Les dernières années de la vie Pharnabazos sont enveloppées de mystère: il est connu, en effet, qui, assisté par Tithraustes et Abrocomas, il a dirigé l'expédition perse échoué contre l'Egypte de Pharaon Achoris la 392 BC dont il est également mentionné dans Pluton de Aristophane[28].

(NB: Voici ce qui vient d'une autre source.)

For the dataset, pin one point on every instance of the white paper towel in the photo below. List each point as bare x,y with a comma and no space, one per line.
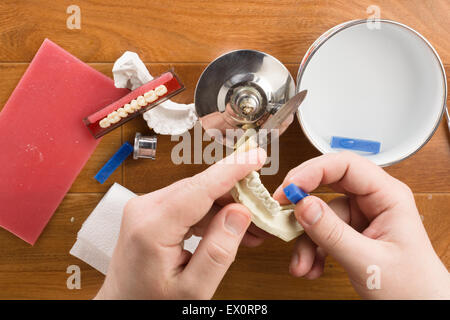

en 377 BC, après exigeant d'Athènes de se retirer cabria et l'envoi Iphicrate, en tant que consultant militaire, il a mené une seconde expédition contre l'Egypte en obtenant une deuxième défaite qui a probablement causé la chute de la grâce. On ne sait pas la date du décès.

résultats

La figure de Pharnabaze était, même à l'époque, caractérisée par la générosité et par une capacité élevée dans sa longue carrière, en fait, bien qu'il purgeait une cour connue pour son intrigue, n'a jamais été coupable de mauvaise foi, à l'exception de son implication présumée dans l'assassiner de Alcibiade dont la responsabilité, en général, est chargé à Sparte ou parents amant Timandra, Alcibiade mécontentes[29].

notes

  1. ^ à b c Thucydide, VIII, 6.
  2. ^ à b Thucydide, VIII, 61.
  3. ^ à b Thucydide, VIII, 62.
  4. ^ Diodore, XIII, 46.
  5. ^ à b Xénophon, I, 1.6.
  6. ^ Diodore, XIII, 50-51.
  7. ^ Diodore, XIII, 66.
  8. ^ Xénophon, I, 1.3.
  9. ^ Plutarque, 16.
  10. ^ Diodore, XIV, 3-5.
  11. ^ Plutarque, 20.
  12. ^ Diodore, XIV, 42.
  13. ^ Diodore, XIII, 36-38.
  14. ^ Xénophon, Anabase, VI, 04h24.
  15. ^ Diodore, XIV, 80.
  16. ^ Xénophon, IV, 1,15 à 41.
  17. ^ Diodore, XIV, 79-80.
  18. ^ à b nepos, 2.
  19. ^ Diodore, XIV, 39.
  20. ^ Diodore, XIV, 81.
  21. ^ Giustino, VI, 2.
  22. ^ Xénophon, IV, 3
  23. ^ Diodore, XIV, 83.
  24. ^ Xénophon, IV, 8.
  25. ^ Diodore, XIV, 84.
  26. ^ Xénophon, IV, 8.7.
  27. ^ Diodore, XIV, 84-85.
  28. ^ Giustino, VI, 6.
  29. ^ Harry Thurston Peck, Dictionnaire Harper de la littérature classique et des antiquités, 1898.

bibliographie

sources primaires
  • Diodore de Sicile, Bibliothèque historique.
  • Xénophon, Anabase.
  • Xénophon, hellénique.
  • Thucydide, La guerre du Péloponnèse.
  • Plutarque, vies parallèlesLisandro.
  • Cornelio Nepote, De viris Illustribus, Conon.
  • Marco Giuniano Giustino, Historiarum Philippicarum T. Pompéi Trogi Books XLIV.
sources secondaires
  • (FR) William Smith (Eds), Pharnabazos, en Dictionnaire de Biographie grecque et romaine et de la mythologie, 1870.